Intriguant semble être le mot qui correspond le mieux au second film de Thomas Cailliey lorsque l'on découvre ses premières minutes. Il s'agit en effet de postuler à un cadre familial dans lequel un père et son fils se chamaillent pour des questions de principes en apparence éculés. Surgit alors un déclencheur fantastique qui fait soudainement bifurquer le long métrage dans un autre arc narratif. Tout l'enjeu sera alors de faire cohabiter ces deux espaces dans un continuum cohérent, en y incorporant d'autres registres dramatiquement qui puissent faire liaison avec l'ensemble.
Exercice toujours périlleux que de vouloir confronter des thématiques sociétales/sociales avec un univers fantasque dans lequel la création numérique doit censémment faire office de disruption dans l'ordre établi. Ici l'équilibre est plutôt juste, bien que quelques disparités scénaristiques viennent justement quelque peu le perturber. La sempiternelle rengaine de l'opposition nature/culture est ici schématisee par une caractérisation trop appuyée des personnages, qui viennent renforcer l'idée que l'humain par son essence matérialiste dispose de son environnement comme bon lui semble. Au mépris de toute considération du vivant. Romain Duris est ce bon père qui tient absolument à préserver sa gynecee familiale, niant leur animalité libre et sauvage (son évolution au long cours vient tardivement démentir cette binarite). Le fils est un "monstre" qui s'ignore et met tout en œuvre pour se départir de cette hybridation lorsqu'il en prend conscience (même remarque précédente).
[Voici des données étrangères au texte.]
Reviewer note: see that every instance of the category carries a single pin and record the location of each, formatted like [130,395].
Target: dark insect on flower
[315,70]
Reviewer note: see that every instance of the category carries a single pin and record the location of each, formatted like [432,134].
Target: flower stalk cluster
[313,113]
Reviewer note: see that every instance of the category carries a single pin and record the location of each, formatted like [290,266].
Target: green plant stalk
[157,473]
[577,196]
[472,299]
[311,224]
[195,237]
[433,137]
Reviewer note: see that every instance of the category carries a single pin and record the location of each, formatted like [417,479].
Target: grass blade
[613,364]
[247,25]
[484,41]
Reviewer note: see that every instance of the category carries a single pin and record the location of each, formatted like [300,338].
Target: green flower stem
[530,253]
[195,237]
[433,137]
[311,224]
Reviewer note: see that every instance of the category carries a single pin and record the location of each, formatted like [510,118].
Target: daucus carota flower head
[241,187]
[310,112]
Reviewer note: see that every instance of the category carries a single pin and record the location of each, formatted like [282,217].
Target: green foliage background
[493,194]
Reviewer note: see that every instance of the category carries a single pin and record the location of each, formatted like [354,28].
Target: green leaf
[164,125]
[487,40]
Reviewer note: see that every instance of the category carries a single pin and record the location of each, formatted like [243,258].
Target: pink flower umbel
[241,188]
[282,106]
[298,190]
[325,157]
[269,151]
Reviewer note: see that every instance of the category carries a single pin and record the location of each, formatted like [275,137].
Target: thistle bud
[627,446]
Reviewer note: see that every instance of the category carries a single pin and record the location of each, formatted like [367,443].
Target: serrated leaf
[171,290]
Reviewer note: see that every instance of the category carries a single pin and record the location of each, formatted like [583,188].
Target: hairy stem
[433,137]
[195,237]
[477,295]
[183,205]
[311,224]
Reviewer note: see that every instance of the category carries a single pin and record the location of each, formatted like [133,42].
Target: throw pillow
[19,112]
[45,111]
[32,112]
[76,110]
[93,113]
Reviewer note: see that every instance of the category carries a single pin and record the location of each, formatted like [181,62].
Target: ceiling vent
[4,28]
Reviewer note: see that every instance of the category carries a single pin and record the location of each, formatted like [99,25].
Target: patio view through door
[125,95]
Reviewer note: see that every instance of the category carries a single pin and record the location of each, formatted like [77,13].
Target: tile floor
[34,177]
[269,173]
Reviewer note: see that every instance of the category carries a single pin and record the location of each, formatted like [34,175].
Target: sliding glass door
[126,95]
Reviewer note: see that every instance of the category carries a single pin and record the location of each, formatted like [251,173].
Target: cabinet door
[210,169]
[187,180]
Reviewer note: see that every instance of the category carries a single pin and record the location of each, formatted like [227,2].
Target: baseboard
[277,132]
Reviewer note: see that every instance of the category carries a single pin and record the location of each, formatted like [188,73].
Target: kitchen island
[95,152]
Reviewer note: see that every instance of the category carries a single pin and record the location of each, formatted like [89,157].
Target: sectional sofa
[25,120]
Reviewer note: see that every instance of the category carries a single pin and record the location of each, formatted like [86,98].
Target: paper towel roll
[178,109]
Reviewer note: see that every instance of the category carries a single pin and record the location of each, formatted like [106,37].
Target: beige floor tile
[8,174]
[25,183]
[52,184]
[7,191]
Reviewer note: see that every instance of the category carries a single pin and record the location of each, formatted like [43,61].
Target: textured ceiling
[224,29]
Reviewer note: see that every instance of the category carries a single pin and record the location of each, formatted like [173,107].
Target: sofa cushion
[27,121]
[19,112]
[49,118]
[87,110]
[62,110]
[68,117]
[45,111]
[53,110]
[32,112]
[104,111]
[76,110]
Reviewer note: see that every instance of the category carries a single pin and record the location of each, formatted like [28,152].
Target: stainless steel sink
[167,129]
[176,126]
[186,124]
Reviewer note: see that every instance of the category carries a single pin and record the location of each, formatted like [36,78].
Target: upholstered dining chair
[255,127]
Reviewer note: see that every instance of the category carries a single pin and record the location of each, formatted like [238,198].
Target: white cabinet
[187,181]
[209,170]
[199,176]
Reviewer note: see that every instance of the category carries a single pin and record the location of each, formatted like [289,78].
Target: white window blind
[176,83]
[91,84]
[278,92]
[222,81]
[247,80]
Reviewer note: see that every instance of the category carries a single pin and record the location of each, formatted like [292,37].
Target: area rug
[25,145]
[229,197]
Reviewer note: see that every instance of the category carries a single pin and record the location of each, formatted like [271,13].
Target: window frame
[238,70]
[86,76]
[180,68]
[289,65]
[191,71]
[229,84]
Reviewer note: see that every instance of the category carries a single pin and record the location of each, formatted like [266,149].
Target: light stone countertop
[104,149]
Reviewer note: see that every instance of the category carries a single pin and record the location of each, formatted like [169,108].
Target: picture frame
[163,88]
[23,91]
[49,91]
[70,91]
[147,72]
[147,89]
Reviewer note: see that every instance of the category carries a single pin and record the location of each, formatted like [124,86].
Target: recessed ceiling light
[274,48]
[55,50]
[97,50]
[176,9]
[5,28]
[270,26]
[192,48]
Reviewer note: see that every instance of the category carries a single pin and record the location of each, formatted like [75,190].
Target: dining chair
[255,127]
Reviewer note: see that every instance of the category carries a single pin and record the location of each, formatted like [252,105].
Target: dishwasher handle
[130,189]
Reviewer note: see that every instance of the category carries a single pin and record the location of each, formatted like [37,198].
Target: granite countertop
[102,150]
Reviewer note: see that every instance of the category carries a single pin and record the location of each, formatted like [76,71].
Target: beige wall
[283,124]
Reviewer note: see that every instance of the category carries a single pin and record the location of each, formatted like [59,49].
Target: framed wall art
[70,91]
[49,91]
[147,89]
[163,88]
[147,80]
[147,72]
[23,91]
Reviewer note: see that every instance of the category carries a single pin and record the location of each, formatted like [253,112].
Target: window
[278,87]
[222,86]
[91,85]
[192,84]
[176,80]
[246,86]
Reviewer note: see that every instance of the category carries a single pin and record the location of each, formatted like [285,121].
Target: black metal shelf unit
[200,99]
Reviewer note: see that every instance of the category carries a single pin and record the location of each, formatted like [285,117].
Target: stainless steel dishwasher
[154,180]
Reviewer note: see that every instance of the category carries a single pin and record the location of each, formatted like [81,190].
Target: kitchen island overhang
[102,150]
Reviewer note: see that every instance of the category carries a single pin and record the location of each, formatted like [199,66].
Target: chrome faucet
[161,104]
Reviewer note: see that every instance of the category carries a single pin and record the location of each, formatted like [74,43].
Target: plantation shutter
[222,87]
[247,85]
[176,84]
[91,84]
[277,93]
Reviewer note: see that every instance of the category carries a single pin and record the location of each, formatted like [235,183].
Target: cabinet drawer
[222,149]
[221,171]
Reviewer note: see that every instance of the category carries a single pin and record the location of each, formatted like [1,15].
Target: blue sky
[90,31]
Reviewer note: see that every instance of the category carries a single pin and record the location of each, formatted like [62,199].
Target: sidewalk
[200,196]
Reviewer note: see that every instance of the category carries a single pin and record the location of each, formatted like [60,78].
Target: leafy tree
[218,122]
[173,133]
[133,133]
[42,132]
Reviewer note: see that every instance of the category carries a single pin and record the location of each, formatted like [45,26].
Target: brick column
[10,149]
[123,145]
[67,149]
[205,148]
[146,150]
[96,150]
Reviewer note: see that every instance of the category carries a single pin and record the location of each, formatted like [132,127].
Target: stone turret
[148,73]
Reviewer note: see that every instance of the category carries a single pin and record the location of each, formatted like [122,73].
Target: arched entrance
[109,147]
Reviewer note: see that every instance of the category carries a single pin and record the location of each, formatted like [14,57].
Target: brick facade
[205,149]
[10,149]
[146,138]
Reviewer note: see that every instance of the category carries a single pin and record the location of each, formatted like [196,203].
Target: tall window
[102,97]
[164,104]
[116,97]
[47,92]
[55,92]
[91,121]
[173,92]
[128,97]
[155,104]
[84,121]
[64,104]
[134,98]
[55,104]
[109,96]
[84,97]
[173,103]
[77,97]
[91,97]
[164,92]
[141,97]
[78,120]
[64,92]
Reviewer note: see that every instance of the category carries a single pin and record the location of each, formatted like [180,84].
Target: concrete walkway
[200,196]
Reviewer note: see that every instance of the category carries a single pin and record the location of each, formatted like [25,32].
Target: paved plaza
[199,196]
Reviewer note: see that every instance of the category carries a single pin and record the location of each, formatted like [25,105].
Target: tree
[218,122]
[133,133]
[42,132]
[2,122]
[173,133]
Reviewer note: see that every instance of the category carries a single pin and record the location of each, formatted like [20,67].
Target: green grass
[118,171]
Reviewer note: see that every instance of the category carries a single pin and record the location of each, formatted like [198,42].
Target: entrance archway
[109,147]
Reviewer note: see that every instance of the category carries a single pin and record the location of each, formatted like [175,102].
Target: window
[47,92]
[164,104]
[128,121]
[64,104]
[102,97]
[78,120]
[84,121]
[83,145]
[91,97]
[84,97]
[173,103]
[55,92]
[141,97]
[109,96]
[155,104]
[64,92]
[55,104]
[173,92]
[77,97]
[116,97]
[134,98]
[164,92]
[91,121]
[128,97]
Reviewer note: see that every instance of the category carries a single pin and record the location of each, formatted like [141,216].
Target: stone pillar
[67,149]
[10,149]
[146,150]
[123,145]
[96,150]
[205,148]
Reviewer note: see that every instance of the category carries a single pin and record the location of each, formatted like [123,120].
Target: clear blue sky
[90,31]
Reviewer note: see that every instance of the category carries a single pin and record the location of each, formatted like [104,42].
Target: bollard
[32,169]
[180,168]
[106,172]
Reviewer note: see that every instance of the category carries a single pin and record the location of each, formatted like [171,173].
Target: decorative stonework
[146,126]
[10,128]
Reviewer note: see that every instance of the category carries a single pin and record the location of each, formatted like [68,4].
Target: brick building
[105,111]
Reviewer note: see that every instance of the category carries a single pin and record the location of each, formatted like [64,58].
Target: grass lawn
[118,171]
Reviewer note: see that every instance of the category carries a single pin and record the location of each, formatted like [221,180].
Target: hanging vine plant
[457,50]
En plus de prétexter une ode à l'écologie, le scénario égrène donc son habituel lot commun de poncifs sur la famille solidaire. Conflits de générations, réhabilitation puis réconciliation in fine pour embarquer le spectateur dans l'extraordinaire. Mais il serait assez malhonnête de limiter l'œuvre à ses seules intentions. Car on ne peut s'empêcher d'être embarqué dans une aventure qui prend soin de tracer des sillons de traverse.
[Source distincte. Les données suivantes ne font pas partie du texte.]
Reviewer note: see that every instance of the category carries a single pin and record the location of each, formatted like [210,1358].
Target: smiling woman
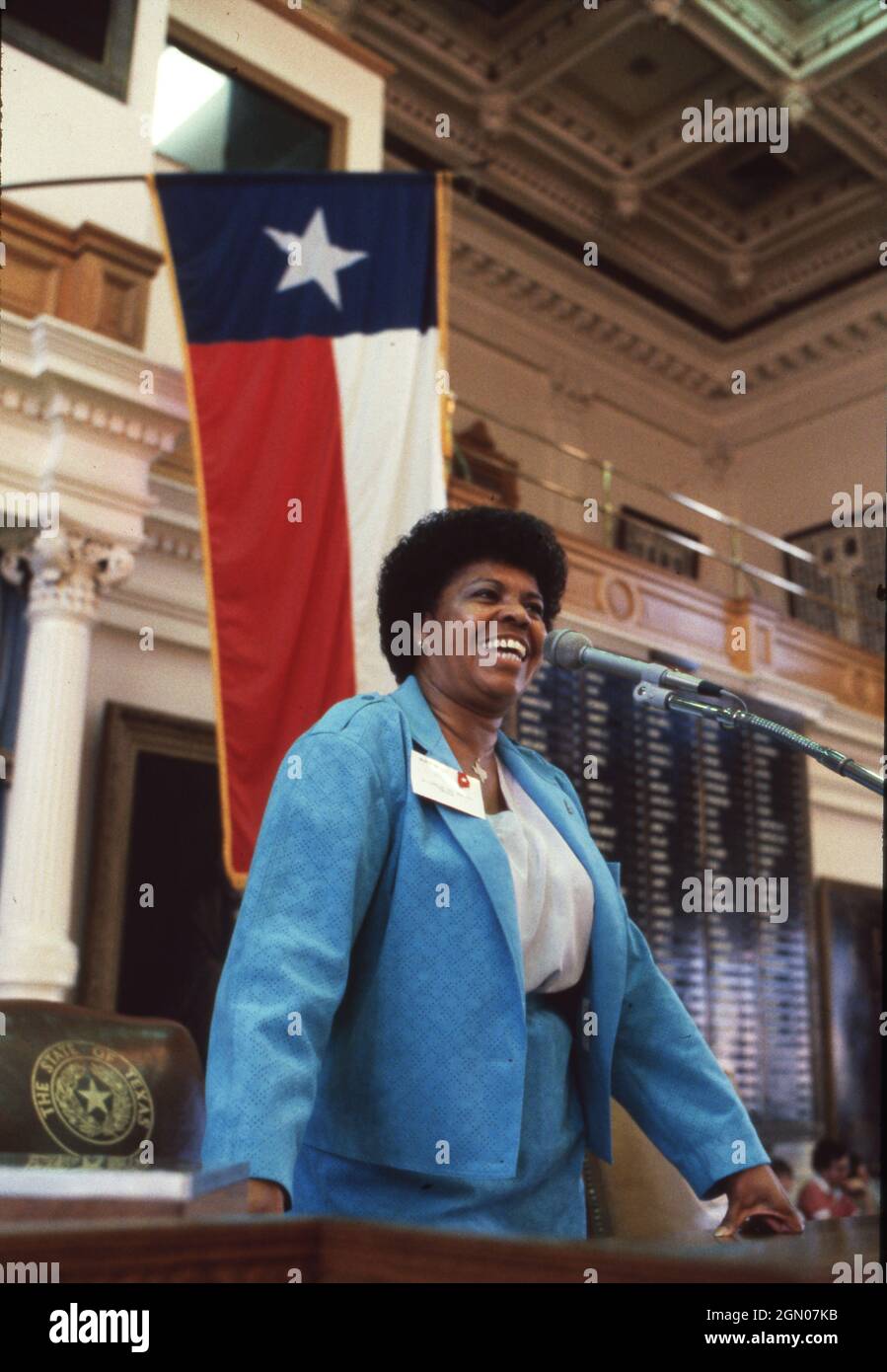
[469,988]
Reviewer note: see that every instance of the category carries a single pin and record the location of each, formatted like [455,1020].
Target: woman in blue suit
[433,987]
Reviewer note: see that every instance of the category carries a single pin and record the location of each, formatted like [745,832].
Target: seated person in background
[823,1196]
[858,1185]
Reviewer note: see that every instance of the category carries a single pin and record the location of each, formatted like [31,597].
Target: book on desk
[42,1185]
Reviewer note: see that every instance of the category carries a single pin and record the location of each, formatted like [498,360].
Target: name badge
[446,785]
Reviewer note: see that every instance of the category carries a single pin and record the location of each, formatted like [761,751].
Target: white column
[37,956]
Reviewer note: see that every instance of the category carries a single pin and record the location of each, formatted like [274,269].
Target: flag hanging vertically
[313,309]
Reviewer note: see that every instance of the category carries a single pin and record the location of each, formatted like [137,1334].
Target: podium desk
[239,1249]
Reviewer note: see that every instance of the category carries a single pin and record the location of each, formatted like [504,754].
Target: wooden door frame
[126,732]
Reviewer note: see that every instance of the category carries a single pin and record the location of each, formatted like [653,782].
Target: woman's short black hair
[428,558]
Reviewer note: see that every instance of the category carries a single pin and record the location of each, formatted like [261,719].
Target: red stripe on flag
[270,432]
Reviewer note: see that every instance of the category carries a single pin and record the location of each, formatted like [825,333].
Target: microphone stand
[731,717]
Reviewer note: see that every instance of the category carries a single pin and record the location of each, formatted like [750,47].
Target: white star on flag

Ainsi de ces séquences de hautes voltiges cernant l'apprentissage d'un homme oiseau qui file la métaphore du libre arbitre, tandis que son nouveau complice commence à tirer le meilleur parti de sa soudaine mutation. Également quelques courses poursuites à travers champs qui élargissent le spectre du drame pour naviguer dans les eaux troubles de la science fiction. On pense également aux paysages nocturnes striés d'étranges apparitions de bêtes humaines qui ne sont pas sans rappeler des créatures de Tolkien. Ce qui se joue alors dans ces évocations tient alors essentiellement par l'agencement de la mise en scène. Les cadres s'élargissent et se font plus aériens, la caméra se mouve dans les pas de ses protagonistes pour suggèrer l'urgence de la situation. Tandis que le prélude est figé, ne sachant pas vraiment quel angle choisir, cette aération donne un ton résolument plus adéquat à l'ampleur romanesque du récit.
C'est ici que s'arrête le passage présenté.